Consejos para el cuidado de su Voz
ANTE CUALQUIER CAMBIO DE LA VOZ DEBE CONSULTAR LO ANTES POSIBLE CON UN ESPECIALISTA EN OTORRINOLARINGOLOGÍA PARA DETERMINAR LA NATURALEZA DE SU ENFERMEDAD
De forma general es recomendable:
- No carraspear. Se trata de un comportamiento de esfuerzo traumático para las cuerdas vocales. Alguna alternativa para evitarlo puede ser; tragar saliva, beber pequeños sorbos de agua, realizar una tos sorda, vahos.
- No cuchichear. Para hablar debe hacerlo con voz normal.
- No chillar ni hablar gritando: Para evitarlo debe educar a la familia y amigos de lo nocivo que es esta conducta; utilizar más los gestos para expresar emociones, silbar.
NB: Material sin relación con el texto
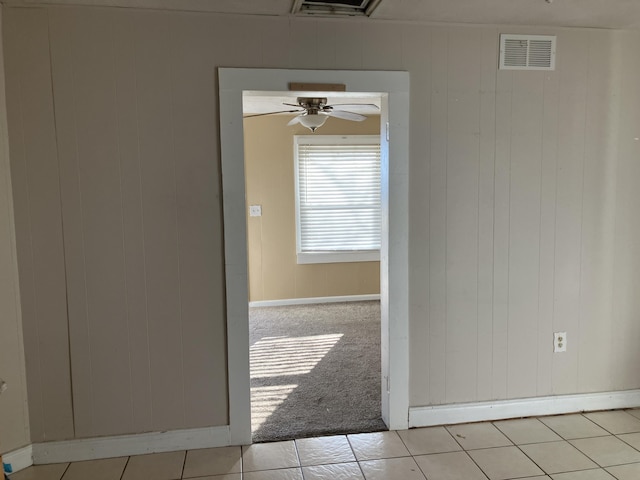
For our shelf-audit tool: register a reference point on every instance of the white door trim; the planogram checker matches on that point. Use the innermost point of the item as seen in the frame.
(394, 254)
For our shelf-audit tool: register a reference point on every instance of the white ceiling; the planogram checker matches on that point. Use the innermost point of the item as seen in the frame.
(573, 13)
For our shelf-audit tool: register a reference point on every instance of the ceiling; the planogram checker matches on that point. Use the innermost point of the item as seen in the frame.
(572, 13)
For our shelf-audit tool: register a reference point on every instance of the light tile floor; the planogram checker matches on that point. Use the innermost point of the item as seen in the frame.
(593, 446)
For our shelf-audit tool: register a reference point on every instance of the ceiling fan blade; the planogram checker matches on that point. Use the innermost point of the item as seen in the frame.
(272, 113)
(294, 120)
(354, 105)
(356, 117)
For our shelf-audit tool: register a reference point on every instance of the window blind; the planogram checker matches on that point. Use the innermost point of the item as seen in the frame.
(338, 190)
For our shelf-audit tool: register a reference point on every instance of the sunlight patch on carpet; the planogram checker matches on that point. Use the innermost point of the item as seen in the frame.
(265, 401)
(284, 356)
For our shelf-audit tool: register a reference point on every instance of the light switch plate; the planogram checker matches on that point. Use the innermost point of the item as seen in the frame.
(255, 210)
(560, 342)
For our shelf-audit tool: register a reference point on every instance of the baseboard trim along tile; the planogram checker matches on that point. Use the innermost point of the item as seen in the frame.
(126, 445)
(527, 407)
(19, 459)
(314, 300)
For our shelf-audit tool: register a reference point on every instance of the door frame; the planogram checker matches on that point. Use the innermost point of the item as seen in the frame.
(394, 250)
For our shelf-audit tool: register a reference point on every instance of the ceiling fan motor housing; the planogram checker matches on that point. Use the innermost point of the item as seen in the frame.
(313, 105)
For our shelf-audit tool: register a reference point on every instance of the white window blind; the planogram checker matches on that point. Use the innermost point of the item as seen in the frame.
(338, 197)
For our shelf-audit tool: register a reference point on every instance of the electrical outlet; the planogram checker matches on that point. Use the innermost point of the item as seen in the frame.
(559, 342)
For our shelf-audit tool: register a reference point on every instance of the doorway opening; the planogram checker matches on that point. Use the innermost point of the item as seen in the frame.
(313, 229)
(394, 258)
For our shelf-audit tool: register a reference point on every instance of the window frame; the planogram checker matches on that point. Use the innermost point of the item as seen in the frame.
(334, 256)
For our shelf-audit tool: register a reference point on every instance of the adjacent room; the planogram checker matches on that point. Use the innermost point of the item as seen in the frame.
(146, 231)
(313, 229)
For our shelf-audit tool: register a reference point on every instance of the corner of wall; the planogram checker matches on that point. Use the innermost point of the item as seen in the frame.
(14, 412)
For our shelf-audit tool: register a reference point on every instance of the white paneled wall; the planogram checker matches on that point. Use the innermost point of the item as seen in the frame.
(523, 209)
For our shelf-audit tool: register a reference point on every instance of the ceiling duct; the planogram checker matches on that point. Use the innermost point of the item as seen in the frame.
(335, 7)
(527, 52)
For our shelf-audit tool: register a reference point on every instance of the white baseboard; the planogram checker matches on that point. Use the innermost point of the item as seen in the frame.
(19, 459)
(528, 407)
(126, 445)
(314, 300)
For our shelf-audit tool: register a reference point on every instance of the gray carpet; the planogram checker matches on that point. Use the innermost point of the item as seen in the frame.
(315, 370)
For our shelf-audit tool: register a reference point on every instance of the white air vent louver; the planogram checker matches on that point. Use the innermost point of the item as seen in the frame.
(527, 52)
(334, 7)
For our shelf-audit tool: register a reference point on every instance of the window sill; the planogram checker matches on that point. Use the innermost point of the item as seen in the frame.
(338, 257)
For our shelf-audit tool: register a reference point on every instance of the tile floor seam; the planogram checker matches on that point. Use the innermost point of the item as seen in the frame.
(596, 423)
(476, 464)
(446, 429)
(126, 464)
(624, 441)
(534, 462)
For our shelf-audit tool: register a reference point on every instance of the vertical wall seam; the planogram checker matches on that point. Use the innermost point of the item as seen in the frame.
(584, 163)
(555, 225)
(144, 248)
(511, 76)
(62, 223)
(122, 223)
(177, 219)
(446, 221)
(15, 284)
(36, 322)
(542, 153)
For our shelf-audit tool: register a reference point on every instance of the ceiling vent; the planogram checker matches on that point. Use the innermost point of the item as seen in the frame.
(527, 52)
(335, 7)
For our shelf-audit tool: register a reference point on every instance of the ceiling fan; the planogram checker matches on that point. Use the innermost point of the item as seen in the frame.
(314, 112)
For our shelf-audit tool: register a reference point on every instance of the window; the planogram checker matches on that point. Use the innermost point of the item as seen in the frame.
(337, 198)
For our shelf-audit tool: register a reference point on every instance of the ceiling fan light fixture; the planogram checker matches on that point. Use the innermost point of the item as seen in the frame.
(313, 121)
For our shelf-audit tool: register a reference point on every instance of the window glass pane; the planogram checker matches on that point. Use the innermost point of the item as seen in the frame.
(338, 202)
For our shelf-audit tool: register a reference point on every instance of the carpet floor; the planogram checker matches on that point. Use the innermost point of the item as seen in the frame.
(315, 370)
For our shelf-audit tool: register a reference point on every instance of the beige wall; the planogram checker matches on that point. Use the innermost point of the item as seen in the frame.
(269, 170)
(14, 414)
(523, 208)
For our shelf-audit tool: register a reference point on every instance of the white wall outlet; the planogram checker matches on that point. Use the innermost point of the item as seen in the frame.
(559, 342)
(255, 210)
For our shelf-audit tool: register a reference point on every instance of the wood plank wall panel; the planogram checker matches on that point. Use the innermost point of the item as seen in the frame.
(464, 54)
(486, 199)
(523, 208)
(36, 189)
(598, 216)
(200, 248)
(569, 202)
(626, 280)
(14, 414)
(419, 188)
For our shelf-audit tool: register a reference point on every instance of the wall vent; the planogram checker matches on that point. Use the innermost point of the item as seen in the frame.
(527, 52)
(335, 7)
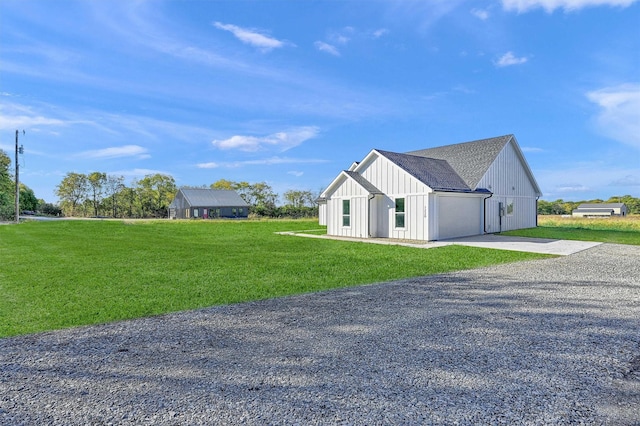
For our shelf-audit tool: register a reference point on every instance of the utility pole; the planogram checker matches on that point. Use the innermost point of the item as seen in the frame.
(18, 150)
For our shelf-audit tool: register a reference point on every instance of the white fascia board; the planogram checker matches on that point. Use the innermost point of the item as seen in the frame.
(372, 155)
(514, 142)
(332, 186)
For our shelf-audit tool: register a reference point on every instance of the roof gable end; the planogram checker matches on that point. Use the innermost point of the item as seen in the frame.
(437, 174)
(470, 160)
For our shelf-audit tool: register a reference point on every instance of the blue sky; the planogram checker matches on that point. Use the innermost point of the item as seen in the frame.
(291, 92)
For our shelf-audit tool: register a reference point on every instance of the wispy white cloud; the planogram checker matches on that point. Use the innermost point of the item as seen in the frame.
(572, 187)
(509, 59)
(263, 162)
(628, 180)
(586, 180)
(251, 37)
(380, 32)
(15, 116)
(568, 5)
(480, 14)
(281, 141)
(619, 115)
(327, 48)
(116, 152)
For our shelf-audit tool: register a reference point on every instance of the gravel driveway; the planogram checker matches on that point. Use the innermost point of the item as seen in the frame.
(553, 341)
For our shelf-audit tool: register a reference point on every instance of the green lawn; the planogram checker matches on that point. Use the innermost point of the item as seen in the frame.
(68, 273)
(612, 230)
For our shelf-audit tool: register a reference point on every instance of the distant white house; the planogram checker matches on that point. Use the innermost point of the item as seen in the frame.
(208, 204)
(600, 210)
(471, 188)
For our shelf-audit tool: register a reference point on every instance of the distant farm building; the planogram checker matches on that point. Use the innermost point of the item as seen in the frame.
(208, 204)
(600, 210)
(470, 188)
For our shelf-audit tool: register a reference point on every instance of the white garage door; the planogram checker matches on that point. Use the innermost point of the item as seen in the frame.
(459, 216)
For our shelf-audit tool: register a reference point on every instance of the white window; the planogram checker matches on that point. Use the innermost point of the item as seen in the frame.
(510, 206)
(346, 212)
(400, 214)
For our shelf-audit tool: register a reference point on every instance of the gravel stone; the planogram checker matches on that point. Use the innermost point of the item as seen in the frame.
(554, 341)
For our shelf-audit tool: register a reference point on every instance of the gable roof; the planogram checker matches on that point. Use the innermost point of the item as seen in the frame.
(356, 177)
(437, 174)
(600, 206)
(470, 160)
(213, 198)
(368, 186)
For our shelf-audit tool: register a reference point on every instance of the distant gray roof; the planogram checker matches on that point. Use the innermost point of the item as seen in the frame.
(593, 210)
(363, 182)
(213, 198)
(600, 206)
(435, 173)
(470, 160)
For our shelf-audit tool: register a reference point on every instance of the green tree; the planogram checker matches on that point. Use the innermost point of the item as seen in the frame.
(7, 188)
(298, 198)
(96, 182)
(155, 193)
(113, 187)
(224, 184)
(72, 191)
(28, 200)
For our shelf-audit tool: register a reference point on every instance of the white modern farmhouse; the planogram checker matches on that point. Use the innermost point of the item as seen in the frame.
(471, 188)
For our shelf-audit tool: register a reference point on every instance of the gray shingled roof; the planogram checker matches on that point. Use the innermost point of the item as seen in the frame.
(470, 160)
(437, 174)
(600, 206)
(213, 198)
(363, 182)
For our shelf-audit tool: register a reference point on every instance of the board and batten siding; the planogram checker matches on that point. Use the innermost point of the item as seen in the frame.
(359, 210)
(509, 182)
(396, 183)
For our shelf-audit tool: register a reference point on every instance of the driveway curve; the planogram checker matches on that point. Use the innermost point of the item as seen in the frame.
(554, 341)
- No hablar en ambientes ruidosos: no se debe hablar sobre el ruido ambiental durante un largo periodo de tiempo. Sobre el ruido ambiental la voz siempre fracasará. Algunas alternativas pueden ser: hablar frente al interlocutor, articular más de lo habitual, hablar claro y lento para evitar repetir. Evitar hablar en discotecas, con ruidos de máquinas...
- No hablar en exceso; Se debe descansar la voz haciendo periodos de 15-20 minutos de silencio dos o tres veces al día. Limitar el uso del teléfono.
- Evitar el consumo de cafeína: El exceso de cafeína tiene una acción diurético sobre el organismo y esto le quita hidratación a las cuerdas vocales.
- Hidratarse correctamente: se debe beber al menos dos litros de agua diarios para que la mucosa que recubre las cuerdas vocales esté correctamente hidratada. Algunas sugerencias para beber más son: beber agua cada vez que se coma, tener siempre a mano una botella de agua, evitar los caramelos de menta o mentol porque resecan más, media hora antes de realizar un esfuerzo vocal beber 1 vaso de agua.
- Evitar hablar en ambientes muy secos (evitar los ambientes con mucha calefacción o aire acondicionado).
- Descansar correctamente: La fatiga general del cuerpo se refleja en la voz.
- NO fumar, No tomar alcohol en exceso ni comidas picantes
- Evitar los irritantes laríngeos como los humos y las áreas polvorientas
- Evitar los cambios bruscos de temperatura y bebidas muy calientes o muy frías.